Volume 51 (2012) Issue 8 Pages 859-863
Objective Recently, pulsed high-dose dexamethasone (HD-Dexa) therapy was proposed as a possible alteration for the classical prednisolone (PSL) therapy for primary immune thrombocytopenia (ITP) patients, however it remains to be confirmed which of these remedies is superior. So the objective of this study is to compare the efficacy and the sustainability of these options.
Methods The first-line therapy at our institute for untreated adult ITP cases was accordingly changed as follows, and we retrospectively evaluated the outcomes: 1) daily administration of 0.5-1 mg/kg PSL for 2-4 weeks and subsequently stepwise reduction, 2) one course of HD-Dexa (40 mg/day for four consecutive days, 1xHD-Dexa), 3) three courses of the same dose of HD-Dexa (3xHD-Dexa) repeated biweekly.
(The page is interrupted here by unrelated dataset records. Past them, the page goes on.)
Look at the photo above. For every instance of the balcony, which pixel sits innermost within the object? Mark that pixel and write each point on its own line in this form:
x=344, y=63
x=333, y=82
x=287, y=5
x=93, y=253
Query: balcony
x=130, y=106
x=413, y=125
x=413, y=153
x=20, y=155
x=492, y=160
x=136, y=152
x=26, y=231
This study was approved by the ethical committee of the University of Tokyo.
Results Twenty-five patients were enrolled consecutively. A good initial response was attained through all the regimens. Meanwhile, time to next treatment for lack of response or relapse was significantly longer in the PSL group than in the other groups (log-rank test, PSL vs. 1xHD-Dexa p<0.001, PSL vs. 3xHD-Dexa p=0.0053, respectively). Additionally, PSL regimen conferred a significantly longer duration time of response (PSL vs. 1xHD-Dexa p=0.0024, PSL vs. 3xHD-Dexa p=0.028, respectively) and CR (PSL vs. 1xHD-Dexa p=0.012, PSL vs. 3xHD-Dexa p=0.0090, respectively). No patient discontinued the treatment due to side effects in this study.
Conclusion PSL regimen was considered to be superior to pulsed HD-Dexa regimens in the sustainability of response.